Sur ce canevas sur mesure Calogero n’a plus qu’à exercer son art de la mélodie avec ce savoir-faire qui a déjà fait ses preuves : arrangements soignés mais sans risque, voix qui part vers le ciel pour emmener l’auditeur avec elle. L’écueil, c’est qu’on reste en territoire balisé, et en cela Calogero est bien le successeur des Goldman ou Obispo, des gens qui peu ou prou refont toujours à peu près la même chanson, car ils ont un langage mélodique unique qui les fait toujours évoluer dans les mêmes lignes. On reconnaît instantanément leur couleur, et cela rappelle toujours un peu quelque chose d’antérieur de leur catalogue. Ils n’ont pas cette liberté qu’avait un Polnareff, par exemple, ou un Voulzy, sans bien sûr remonter aux Beatles. Il y a pourtant quelques pépites ici, comme « La bourgeoisie des sensations », un texte effronté de Pierre Lapointe sur un homme dont la maîtresse préfère les femmes, orchestré à grand renfort de cuivres classiques, comme l’est tout aussi brillamment « J’attends » avec des violons échevelés.

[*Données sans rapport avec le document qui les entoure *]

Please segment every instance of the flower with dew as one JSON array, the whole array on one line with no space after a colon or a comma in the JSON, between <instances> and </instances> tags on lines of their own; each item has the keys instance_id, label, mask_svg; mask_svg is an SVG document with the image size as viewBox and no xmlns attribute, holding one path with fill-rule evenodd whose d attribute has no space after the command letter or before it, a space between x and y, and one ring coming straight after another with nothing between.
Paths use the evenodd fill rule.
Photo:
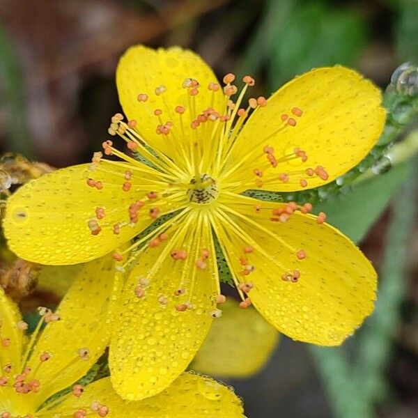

L’ensemble reste cependant très lisse, c’est un travail de spécialiste, d’entrepreneur avisé et rompu aux techniques. Mais on aimerait y trouver une pointe de folie, un déséquilibre, un peu d’humanité sans doute. De celle qu’on entrevoit dans « Nathan », chanson sur un enfant autiste, qui ouvre l’espace sur une autre dimension.